Third, despite all their efforts to crush any sign of internal rebellion, many Iranians continue to publicly oppose the mullahs. A few weeks ago, students at universities all over the country demonstrated in significant numbers, and as one Iranian now living in Europe put it to me, “they were surprised that the regime was unable to stop the protests, even though everyone knew they were planned.” This is the background for the new wave of repression, accompanied by an intensification of jamming on the Internet, and an ongoing reshuffle of the instruments of repression; Khamanei and Ahmadinejad have no confidence in the efficacy or blind loyalty of the army or of large segments of the Revolutionary Guards. Most public actions are carried out by the Basij, who are judged more reliable, and repression is less in the hands of the traditional ministries than in new groups freshly minted in the Supreme Leader’s office.
In short, we are dealing with a regime that is very concerned about its future, and is not very comfortable with its friends, allies, and proxies.

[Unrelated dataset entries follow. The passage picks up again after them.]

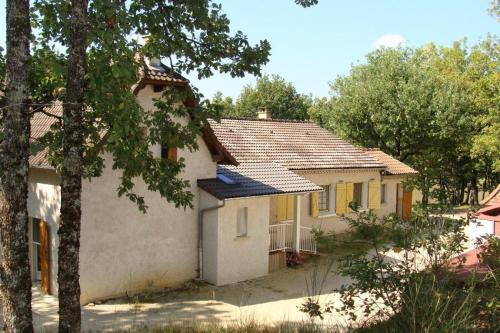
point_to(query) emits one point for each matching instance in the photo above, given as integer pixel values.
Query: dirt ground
(268, 300)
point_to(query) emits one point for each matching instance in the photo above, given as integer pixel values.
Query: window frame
(383, 193)
(326, 191)
(361, 186)
(239, 233)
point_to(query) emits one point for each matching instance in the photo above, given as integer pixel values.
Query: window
(242, 222)
(324, 198)
(169, 153)
(383, 190)
(358, 194)
(37, 259)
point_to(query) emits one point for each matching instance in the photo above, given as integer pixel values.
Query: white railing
(281, 238)
(307, 241)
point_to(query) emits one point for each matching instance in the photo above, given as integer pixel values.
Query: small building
(260, 186)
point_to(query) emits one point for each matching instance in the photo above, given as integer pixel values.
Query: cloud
(389, 41)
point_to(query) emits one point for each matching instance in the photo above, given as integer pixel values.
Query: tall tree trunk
(14, 167)
(474, 199)
(71, 176)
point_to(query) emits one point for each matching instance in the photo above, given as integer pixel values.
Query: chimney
(263, 113)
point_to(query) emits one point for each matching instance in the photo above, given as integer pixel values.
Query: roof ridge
(269, 120)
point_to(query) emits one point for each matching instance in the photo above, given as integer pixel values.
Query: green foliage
(192, 36)
(271, 92)
(433, 108)
(403, 283)
(224, 105)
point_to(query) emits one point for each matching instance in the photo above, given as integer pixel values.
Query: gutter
(201, 213)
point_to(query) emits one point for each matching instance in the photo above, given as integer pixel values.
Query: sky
(312, 46)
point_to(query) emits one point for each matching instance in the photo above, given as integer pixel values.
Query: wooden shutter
(407, 200)
(315, 204)
(374, 194)
(172, 154)
(169, 153)
(281, 203)
(349, 196)
(340, 199)
(290, 207)
(45, 255)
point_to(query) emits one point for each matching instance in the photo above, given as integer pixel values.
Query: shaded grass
(239, 328)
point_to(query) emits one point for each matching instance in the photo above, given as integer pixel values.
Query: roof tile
(255, 179)
(293, 144)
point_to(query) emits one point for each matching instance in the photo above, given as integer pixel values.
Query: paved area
(268, 300)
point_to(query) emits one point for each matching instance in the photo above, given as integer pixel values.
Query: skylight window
(226, 179)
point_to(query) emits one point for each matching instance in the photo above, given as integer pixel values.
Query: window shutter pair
(169, 153)
(286, 207)
(374, 194)
(343, 196)
(315, 204)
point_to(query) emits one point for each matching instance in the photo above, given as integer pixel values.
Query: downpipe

The steep drop in oil prices is probably the worst problem facing the mullahs. Their economy had already gone sour long before then, even with oil at its $147/barrel peak. With the current trading price at this writing at $47 and demand dropping dramatically, they have no capital to fund their terrorist activities. They also have precious little with which to maintain their oppressive rule over the Iranians, at a time when dissent and dissatisfaction appear to be increasing significantly.
Will that continue in the long run? I’d say that Tehran may look to Washington for a little Hope and Change on this score. Barack Obama opposed, more or less, the idea of increasing American domestic oil production in order to achieve more independence from foreign energy resources. Eventually, Obama wants the US to get away from an oil-based energy platform altogether, and that would be very bad for OPEC and Iran, but that’s at least a generation away in the most cheerful of estimates. If Obama won’t expand American production, the current low prices will not last, and Iran can once again count on high profit margins to correct most of the ills Ledeen outlines in his column.
However, that’s precisely why the other Arab nations will work to keep prices reasonably low. They may talk Israel, but their eyes are fixed on Iran as the real threat in the region. They do not want a Persian Shi’ite hegemony in the Gulf nor an expensive nuclear-arms race, and Iran’s late aggressiveness with its Hamas and Hezbollah proxies has them worried. They will do their best to quietly starve Iran of its funds and hope the Iranian people do the rest.
The best strategy for the US is to pursue low international oil prices over the next few years by aggressively expanding domestic oil production. Starving the Iranians of the funds for terrorism doesn’t require bombs or invasions, and it will be much more effective at weakening the mullahcracy enough to foment an organic overthrow by the Iranian people — as well as securing our own economic standing and keeping American capital in America, creating jobs and cutting back sharply on our trade deficit.